The reaction to President-elect Donald Trump’s choice of a new education secretary in staunch school choice backer Betsy DeVos, according to many advocates, sends a clear message from the incoming president on where he will stand when it comes to the nation’s boiling school debate.
But one pivotal education issue—early childhood education—that’s earned less than its fair share of attention during the presidential election is getting a deep dive from Education Week this week.
And while Trump has indicated some support for early childhood programs through tax deductions and credits for working families, there’s still much up in the air, the paper reports.
From Education Week:
Making child care more affordable for working families was one of a handful of education policy positions that President-elect Donald Trump tackled with some specificity on the campaign trail, promising to offer “much-needed relief” through a combination of tax deductions and credits.

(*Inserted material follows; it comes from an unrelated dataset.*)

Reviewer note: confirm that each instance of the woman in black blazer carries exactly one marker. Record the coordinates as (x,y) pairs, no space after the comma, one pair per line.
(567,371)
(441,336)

But the incoming administration’s views on a number of other early-childhood initiatives championed by the Obama White House—including federal support of state-run preschool programs, home visiting, and Head Start—are as yet unknown. The early-childhood-advocacy community is still grappling with what a Trump administration will mean for those policies and many others.
On the one hand, both Trump and his vice president, former Indiana Gov. Mike Pence, have made high-profile pitches on early-childhood issues. As governor, for example, Pence in 2014 made a rare appearance before the state Senate to push for a preschool program, and Indiana now has a pilot program operating in five counties.
A wise path for the Trump administration would include continuing programs that already exist, said Kris Perry, the executive director of the First Five Years Fund, citing current federal efforts to support state preschool and to link private child-care providers and Head Start.
“We’ve enjoyed eight years, if not longer, of increasing national and federal attention to early-childhood education,” said Perry. “The federal role is one of partner. There is some accountability around quality, but [federal officials are] not in the driver’s seat.”
Katharine B. Stevens, a resident scholar on early-childhood policy at the conservative American Enterprise Institute, believes that Trump will be focused on programs that are popular, and that early-childhood policies could be a vehicle.